Who is a key coach from your running career, and what coaching advice of theirs do you still use
I have been blessed to have a few great coaches. I happened to run my fastest times under Dave Smith (coach at Oklahoma State University for the last 15 years). He is a very smart guy and I think his approach to training worked well for me. He did a good job of giving me the right mileage and workouts but most importantly he listened to me and made sure I did not over train. He was very laid back and encouraging. It was a good mix for my high strung runner self. I use some of the workouts that we did (even though they are very commonly used). I have a few that I think are key for good training. I definitely learned that it is better to be slightly under trained than to be over trained and exhausted.
What keeps you passionate about coaching?
It never feels like a job. I love all aspects of running and helping the athletes reach their goals. There is no better feeling than watching one of my athletes run a PR and the joy that comes with that. I don't love the administrative side of things (Nick is much better with that) but I love the relationships and the cheering for my athletes in workouts and races.

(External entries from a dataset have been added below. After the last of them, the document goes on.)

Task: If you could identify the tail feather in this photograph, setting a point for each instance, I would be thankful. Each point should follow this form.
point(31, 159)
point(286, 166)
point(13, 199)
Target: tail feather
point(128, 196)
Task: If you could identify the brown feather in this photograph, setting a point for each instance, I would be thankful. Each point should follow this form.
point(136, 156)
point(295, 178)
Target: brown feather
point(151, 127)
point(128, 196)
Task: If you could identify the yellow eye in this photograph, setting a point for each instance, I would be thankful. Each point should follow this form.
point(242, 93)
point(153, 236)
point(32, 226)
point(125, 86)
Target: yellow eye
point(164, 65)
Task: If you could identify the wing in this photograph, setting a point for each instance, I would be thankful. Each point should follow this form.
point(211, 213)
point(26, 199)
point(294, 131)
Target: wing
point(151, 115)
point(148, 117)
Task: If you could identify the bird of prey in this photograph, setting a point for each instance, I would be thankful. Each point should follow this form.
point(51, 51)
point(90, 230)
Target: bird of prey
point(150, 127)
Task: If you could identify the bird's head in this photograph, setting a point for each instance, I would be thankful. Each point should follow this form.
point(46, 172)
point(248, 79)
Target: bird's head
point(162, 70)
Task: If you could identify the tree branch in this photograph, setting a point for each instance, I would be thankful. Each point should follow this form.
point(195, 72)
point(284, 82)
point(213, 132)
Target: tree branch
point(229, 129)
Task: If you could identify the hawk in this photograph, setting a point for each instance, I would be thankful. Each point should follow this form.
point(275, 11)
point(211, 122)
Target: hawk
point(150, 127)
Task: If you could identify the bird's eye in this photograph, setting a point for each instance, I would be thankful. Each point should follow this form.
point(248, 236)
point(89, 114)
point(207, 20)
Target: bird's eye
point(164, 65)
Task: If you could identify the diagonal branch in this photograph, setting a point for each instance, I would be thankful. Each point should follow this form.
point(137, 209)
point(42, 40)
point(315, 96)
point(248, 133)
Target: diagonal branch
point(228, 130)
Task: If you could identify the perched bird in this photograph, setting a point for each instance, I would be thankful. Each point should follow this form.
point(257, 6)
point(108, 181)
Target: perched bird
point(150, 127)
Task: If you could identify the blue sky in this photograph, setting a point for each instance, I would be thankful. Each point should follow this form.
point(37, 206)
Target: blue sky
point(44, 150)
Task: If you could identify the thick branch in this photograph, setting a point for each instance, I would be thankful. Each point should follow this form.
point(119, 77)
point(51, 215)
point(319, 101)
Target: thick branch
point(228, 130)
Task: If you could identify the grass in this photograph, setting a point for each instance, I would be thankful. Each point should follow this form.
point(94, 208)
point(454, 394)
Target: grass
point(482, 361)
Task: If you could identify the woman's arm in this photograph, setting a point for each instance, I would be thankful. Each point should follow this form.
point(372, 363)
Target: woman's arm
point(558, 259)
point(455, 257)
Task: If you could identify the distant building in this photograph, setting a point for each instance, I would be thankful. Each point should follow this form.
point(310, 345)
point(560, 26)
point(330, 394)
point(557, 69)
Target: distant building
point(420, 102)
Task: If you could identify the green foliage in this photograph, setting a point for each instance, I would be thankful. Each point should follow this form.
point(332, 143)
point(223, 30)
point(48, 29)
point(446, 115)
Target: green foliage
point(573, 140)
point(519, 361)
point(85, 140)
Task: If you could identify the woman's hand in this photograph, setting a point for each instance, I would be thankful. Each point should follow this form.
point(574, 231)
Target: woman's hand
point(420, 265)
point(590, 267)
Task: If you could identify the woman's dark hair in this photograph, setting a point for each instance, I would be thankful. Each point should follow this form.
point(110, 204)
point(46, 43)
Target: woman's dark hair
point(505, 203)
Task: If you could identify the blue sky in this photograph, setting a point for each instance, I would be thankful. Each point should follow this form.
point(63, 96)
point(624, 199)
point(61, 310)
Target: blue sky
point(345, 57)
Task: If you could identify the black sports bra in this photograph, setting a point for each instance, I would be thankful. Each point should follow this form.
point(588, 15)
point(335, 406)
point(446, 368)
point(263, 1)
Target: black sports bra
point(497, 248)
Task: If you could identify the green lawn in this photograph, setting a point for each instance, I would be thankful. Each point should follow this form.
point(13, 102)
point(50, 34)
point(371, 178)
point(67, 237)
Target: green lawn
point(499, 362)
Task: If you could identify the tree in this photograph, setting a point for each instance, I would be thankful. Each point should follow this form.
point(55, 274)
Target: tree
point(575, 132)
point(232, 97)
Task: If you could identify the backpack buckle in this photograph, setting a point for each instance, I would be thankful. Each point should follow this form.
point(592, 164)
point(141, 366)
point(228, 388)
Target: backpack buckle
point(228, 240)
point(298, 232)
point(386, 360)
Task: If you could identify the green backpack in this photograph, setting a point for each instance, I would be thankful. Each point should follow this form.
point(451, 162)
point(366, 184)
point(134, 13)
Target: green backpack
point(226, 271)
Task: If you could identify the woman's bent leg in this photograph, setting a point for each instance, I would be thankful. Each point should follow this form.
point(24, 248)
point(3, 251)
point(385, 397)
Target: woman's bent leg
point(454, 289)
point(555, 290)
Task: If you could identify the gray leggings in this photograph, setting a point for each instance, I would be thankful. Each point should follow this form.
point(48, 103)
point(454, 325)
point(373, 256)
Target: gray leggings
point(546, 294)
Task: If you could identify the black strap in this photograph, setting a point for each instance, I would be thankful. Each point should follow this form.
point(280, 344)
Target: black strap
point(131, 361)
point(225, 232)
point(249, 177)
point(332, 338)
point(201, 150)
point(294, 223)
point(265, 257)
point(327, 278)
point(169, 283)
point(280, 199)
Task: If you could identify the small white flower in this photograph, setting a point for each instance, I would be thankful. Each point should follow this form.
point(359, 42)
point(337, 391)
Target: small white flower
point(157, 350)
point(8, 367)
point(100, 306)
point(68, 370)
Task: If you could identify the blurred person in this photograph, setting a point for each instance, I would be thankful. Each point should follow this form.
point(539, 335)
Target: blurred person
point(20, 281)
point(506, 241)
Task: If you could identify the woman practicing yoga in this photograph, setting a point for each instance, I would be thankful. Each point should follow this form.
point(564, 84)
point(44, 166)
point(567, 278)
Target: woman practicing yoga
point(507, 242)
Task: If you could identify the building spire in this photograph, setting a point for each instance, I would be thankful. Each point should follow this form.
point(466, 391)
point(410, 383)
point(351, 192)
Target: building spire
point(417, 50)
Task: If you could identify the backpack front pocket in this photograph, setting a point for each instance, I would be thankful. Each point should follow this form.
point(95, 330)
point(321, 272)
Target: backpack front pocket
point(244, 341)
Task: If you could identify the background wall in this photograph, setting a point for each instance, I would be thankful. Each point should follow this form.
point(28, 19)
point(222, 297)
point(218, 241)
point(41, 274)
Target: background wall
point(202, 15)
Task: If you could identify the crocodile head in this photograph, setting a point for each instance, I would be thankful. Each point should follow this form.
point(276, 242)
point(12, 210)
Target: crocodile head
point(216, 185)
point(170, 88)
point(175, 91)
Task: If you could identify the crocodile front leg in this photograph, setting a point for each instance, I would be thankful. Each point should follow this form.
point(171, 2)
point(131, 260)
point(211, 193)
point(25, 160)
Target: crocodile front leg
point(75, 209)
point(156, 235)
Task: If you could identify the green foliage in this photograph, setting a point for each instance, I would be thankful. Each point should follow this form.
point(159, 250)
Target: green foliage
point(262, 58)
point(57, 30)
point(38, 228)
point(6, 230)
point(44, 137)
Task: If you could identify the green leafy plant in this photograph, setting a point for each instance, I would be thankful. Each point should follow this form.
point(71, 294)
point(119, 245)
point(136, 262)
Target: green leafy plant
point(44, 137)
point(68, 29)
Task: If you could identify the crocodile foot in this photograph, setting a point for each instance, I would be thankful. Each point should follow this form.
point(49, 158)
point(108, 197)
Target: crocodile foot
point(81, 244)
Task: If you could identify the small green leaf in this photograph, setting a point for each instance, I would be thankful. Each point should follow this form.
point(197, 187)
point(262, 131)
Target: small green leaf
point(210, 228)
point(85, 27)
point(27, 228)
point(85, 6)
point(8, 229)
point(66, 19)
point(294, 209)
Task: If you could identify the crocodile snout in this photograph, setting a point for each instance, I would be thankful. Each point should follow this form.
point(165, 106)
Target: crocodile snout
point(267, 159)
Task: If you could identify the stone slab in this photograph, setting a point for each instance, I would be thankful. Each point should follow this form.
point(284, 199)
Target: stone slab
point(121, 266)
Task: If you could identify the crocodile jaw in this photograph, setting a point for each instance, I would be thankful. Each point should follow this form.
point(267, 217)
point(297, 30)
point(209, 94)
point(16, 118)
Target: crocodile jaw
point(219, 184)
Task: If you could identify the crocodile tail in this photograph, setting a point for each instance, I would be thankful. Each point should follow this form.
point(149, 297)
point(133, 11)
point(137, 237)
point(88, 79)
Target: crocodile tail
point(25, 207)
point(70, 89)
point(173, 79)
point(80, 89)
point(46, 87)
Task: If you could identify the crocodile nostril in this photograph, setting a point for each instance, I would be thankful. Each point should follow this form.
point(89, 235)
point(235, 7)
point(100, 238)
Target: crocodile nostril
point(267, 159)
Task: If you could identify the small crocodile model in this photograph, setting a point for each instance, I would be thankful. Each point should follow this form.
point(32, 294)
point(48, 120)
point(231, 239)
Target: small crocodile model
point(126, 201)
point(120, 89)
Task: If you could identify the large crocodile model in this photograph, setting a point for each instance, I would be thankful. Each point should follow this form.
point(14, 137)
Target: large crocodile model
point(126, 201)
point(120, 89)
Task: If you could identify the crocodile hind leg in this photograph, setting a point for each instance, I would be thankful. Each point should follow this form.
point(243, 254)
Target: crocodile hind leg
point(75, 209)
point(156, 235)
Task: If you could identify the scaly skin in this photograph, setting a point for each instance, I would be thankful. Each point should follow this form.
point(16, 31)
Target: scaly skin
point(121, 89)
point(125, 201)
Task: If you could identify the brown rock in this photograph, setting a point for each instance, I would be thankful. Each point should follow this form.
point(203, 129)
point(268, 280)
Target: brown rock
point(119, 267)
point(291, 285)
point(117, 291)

What advice, if any, do you have for women contemplating a coaching career?
I would say, go for it! It is such a rewarding job. It can be a little tough to juggle having children and coaching but you can make it work. You just have to manage your time wisely. We are very lucky at LCU to have our kids around at practice, if it is in the afternoon, and sometimes our kids will travel to meets with us. I think college women could always use more female role models and it is easier for girls to come to a female coach about certain issues. I know there were things I could not talk to my male coach about. I hope that we will continue to see more women in head college coaching positions in the near future.